We at AddictiveTips are very keen on our system security. However, from time to time a malicious piece of software still manages to get its way through our defensive measures. It so happened with me that a rootkit managed to somehow get into my machine and infected the svchost.exe service. It proved more persistent than we had thought; none of our antiviruses, which included Avira, Avast, Microsoft Security essentials were able to remove that. All three detected the malware but proved useless in removing it. We even tried the excellent Malwarebytes’ Anti Malware tool, but of no avail.

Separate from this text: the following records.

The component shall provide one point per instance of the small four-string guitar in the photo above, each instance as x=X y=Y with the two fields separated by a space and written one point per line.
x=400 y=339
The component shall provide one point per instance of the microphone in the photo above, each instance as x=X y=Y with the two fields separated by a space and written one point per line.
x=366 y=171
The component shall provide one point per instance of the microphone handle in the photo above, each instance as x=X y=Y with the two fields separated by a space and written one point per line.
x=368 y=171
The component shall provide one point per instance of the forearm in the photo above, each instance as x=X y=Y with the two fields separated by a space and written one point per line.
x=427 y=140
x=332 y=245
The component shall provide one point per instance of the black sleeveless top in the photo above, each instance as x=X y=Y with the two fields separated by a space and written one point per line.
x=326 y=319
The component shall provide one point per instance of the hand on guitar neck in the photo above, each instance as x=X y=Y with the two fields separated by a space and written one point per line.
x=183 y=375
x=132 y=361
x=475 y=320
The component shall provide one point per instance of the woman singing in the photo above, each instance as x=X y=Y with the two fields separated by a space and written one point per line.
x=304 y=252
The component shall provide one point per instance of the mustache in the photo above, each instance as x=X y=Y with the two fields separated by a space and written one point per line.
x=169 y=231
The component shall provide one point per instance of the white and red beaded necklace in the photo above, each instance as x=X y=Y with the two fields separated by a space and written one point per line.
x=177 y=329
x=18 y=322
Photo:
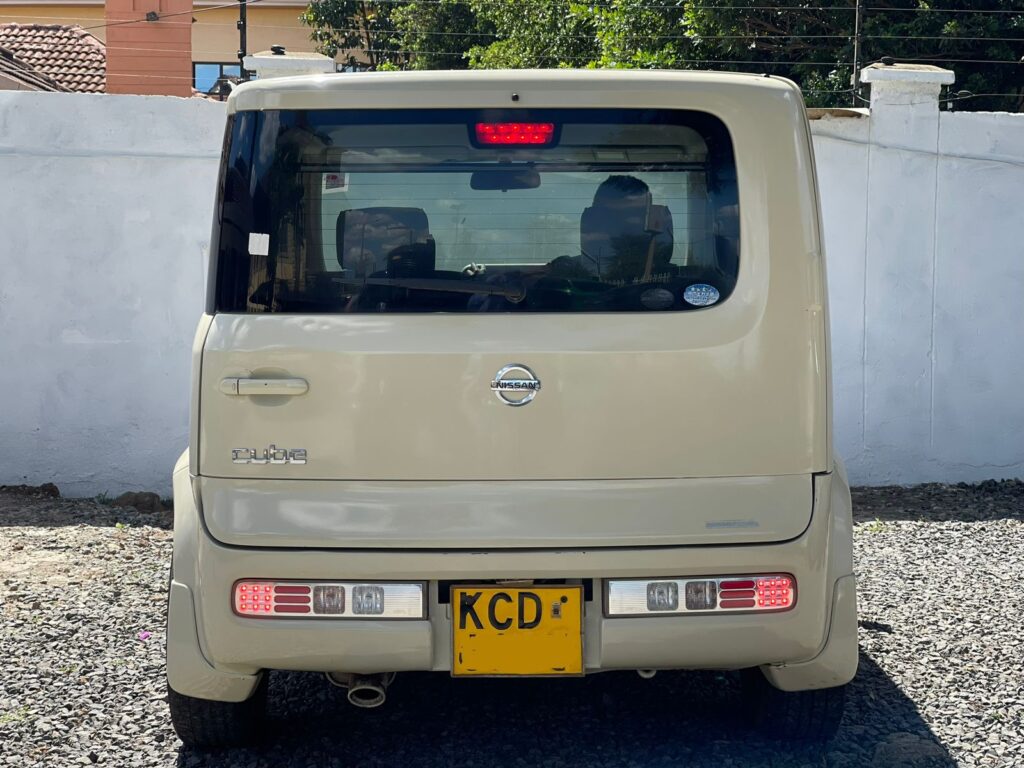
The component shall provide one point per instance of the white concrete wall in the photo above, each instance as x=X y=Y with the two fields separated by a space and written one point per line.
x=925 y=240
x=104 y=217
x=104 y=211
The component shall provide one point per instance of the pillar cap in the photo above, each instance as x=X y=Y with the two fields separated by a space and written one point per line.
x=271 y=64
x=906 y=73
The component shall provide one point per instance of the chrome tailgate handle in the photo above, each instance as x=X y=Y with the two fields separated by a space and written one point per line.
x=248 y=387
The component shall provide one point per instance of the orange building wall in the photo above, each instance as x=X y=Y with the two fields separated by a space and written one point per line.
x=214 y=36
x=150 y=57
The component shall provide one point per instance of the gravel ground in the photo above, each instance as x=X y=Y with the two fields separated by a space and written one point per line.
x=941 y=679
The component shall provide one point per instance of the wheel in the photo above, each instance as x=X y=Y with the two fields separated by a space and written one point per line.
x=203 y=724
x=793 y=716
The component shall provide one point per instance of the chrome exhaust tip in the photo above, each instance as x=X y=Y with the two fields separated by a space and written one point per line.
x=365 y=691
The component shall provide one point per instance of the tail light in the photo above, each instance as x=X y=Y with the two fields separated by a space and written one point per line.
x=764 y=592
x=328 y=599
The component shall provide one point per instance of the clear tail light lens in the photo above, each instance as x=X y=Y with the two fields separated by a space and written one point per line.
x=663 y=596
x=762 y=592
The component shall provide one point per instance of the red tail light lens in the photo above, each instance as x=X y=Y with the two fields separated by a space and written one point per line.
x=515 y=134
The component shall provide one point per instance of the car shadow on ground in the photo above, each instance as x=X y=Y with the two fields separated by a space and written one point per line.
x=613 y=719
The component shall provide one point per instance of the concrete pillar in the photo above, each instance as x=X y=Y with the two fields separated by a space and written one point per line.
x=278 y=62
x=148 y=56
x=899 y=289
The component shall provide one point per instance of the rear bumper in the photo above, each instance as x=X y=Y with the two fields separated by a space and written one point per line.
x=214 y=653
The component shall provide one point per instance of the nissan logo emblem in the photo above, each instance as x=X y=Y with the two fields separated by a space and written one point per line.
x=515 y=384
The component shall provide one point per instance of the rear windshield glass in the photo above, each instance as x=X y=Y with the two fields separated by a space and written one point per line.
x=476 y=211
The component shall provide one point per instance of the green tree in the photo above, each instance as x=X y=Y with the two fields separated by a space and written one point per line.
x=438 y=34
x=813 y=43
x=810 y=42
x=361 y=30
x=534 y=34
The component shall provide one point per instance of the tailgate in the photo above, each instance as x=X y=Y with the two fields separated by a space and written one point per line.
x=497 y=515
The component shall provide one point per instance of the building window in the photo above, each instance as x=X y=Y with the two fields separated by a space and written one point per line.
x=212 y=78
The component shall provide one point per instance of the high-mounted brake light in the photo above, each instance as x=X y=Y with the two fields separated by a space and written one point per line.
x=513 y=134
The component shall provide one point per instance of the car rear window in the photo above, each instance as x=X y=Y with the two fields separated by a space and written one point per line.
x=475 y=211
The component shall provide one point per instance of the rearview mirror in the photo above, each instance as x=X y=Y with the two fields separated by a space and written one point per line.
x=505 y=179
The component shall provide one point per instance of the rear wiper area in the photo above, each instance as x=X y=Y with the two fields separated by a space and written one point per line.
x=441 y=285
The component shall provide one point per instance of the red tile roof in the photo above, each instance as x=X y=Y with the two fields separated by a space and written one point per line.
x=67 y=54
x=14 y=70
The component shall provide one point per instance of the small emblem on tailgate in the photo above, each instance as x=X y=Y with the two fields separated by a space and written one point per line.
x=270 y=455
x=515 y=384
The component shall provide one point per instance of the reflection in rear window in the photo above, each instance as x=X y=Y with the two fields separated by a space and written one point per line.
x=476 y=211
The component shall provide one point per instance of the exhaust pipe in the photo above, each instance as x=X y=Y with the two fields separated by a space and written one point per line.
x=365 y=691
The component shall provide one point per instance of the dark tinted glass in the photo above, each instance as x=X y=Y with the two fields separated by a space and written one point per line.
x=408 y=211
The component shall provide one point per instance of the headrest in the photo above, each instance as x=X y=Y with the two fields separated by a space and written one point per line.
x=615 y=238
x=385 y=240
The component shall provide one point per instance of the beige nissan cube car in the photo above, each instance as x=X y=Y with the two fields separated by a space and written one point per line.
x=512 y=374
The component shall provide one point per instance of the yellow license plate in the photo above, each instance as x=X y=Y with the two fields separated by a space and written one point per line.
x=498 y=631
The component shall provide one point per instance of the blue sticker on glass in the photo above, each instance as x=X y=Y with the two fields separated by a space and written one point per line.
x=700 y=294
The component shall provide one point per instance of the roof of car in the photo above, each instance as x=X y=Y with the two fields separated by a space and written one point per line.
x=491 y=88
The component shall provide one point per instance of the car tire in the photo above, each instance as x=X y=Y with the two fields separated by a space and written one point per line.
x=810 y=716
x=203 y=724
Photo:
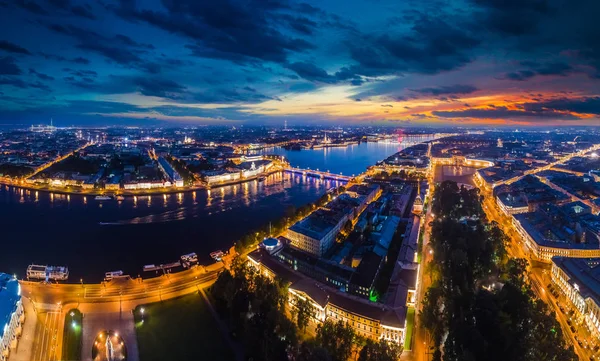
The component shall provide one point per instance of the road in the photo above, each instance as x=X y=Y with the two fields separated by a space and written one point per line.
x=550 y=165
x=52 y=301
x=421 y=340
x=538 y=274
x=537 y=271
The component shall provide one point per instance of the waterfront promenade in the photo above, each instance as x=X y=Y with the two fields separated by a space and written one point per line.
x=108 y=305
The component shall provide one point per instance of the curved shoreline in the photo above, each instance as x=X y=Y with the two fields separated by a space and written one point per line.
x=131 y=193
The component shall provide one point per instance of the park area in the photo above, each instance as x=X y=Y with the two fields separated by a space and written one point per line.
x=72 y=336
x=179 y=329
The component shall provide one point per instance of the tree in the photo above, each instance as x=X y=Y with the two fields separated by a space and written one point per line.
x=311 y=351
x=336 y=338
x=304 y=312
x=380 y=351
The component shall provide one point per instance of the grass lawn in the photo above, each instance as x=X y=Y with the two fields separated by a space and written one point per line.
x=410 y=322
x=72 y=340
x=179 y=329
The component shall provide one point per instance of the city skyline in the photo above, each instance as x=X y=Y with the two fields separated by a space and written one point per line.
x=255 y=62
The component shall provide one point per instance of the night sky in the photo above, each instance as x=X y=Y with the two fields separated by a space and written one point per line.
x=408 y=62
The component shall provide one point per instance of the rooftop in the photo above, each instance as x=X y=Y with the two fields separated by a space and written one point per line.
x=585 y=273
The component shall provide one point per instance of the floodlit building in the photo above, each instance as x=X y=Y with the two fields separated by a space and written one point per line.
x=316 y=233
x=11 y=314
x=579 y=280
x=368 y=319
x=568 y=230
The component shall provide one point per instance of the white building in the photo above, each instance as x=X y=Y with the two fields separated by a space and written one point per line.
x=11 y=314
x=579 y=280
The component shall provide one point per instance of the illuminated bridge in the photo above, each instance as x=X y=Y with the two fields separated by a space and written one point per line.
x=319 y=174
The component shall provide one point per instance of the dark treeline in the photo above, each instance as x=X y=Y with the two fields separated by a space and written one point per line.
x=480 y=306
x=292 y=215
x=257 y=312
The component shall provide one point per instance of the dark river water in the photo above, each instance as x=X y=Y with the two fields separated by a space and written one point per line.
x=93 y=237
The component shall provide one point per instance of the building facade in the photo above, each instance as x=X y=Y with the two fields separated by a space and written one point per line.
x=579 y=281
x=11 y=314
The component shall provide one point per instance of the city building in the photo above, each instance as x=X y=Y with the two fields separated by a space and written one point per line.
x=368 y=319
x=170 y=173
x=11 y=314
x=568 y=230
x=316 y=233
x=579 y=281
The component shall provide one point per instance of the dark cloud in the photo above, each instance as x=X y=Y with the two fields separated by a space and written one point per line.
x=40 y=75
x=535 y=68
x=8 y=66
x=432 y=46
x=459 y=89
x=40 y=85
x=589 y=105
x=119 y=48
x=83 y=11
x=31 y=6
x=76 y=60
x=158 y=87
x=13 y=48
x=500 y=112
x=236 y=31
x=311 y=72
x=18 y=83
x=63 y=4
x=520 y=75
x=222 y=95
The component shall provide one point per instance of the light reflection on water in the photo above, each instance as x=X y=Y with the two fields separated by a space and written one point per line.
x=76 y=230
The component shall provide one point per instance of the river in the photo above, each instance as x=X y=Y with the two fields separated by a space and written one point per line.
x=92 y=237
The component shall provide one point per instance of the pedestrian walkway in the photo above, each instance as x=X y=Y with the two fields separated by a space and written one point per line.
x=107 y=317
x=24 y=349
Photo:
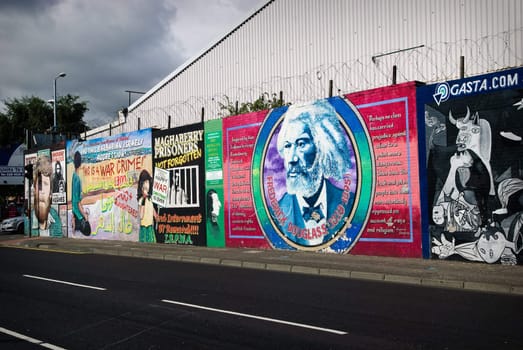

When it seemed certain that I would have to re-install my entire operating system, we happened to come across this wonderful free tool called ComboFix, which surprisingly removed the malware completely. It is an advanced anti-malware software that scans a PC for major known malware types, and upon detection, attempts to automatically remove them. If the removal cannot be done by the software itself, it generates a high-level diagnostic report that can assist a trained professional in manually removing the virus.
Usage of ComboFix is advised for only those who have a higher degree of knowledge when it comes to Windows’ malware. While most of the times very harmless, it can seriously mess up your system if you don’t know what you are doing, and blindly follow the on-screen instructions.
In order to use ComboFix, download the executable and run it with administrator privileges. The authors advise to save the file directly to your desktop, but in my experience it worked fine from other locations as well. Please be advised that the software will close almost all your active windows without any proper warning, so make sure that you have saved your work and closed all windows before you begin. Also, disable any native anti-virus/anti-spyware software that may be running on your PC to avoid conflicts.
Once the ComboFix exe goes up and running, better leave your PC alone for a while so that the software can work in peace and doesn’t stall. If Windows gives you a certificate validation prompt, consider it normal and allow it to run, since the software does not have a digital signature. You should the first window like this (images courtesy of bleepingcomputer)
It will show you a disclaimer to which you have to agree. Doing that will begin ComboFix download to your computer.
Once download is complete, the software will create a restore point and begin scanning your computer. It may disconnect you from the internet and/or change your clock format, so don’t be alarmed if you see either of these things happening.
Depending on the type of malware detected, ComboFix will restart the machine and continue to work before loading the Windows operating environment. There are 50 stages through which the tool passes, so please be patient.
Once all stages are complete, the software will create a log file that contains all the diagnostic as well as action taken history. Afterwards, it will restore your internet connection and change clock back to normal.
ComboFix is a lightweight and excellent tool to help you out of situations where a restore of the entire system seems imminent. It is portable in that it doesn’t require any installation, but would take an active internet connection to download its updates. Best of all, it is free.
The system I tested it on was running genuine Microsoft Windows 7, x86 architecture.
For users’ assistance, bleepingcomputer has a thorough guide and dedicated forums for the usage of ComboFix.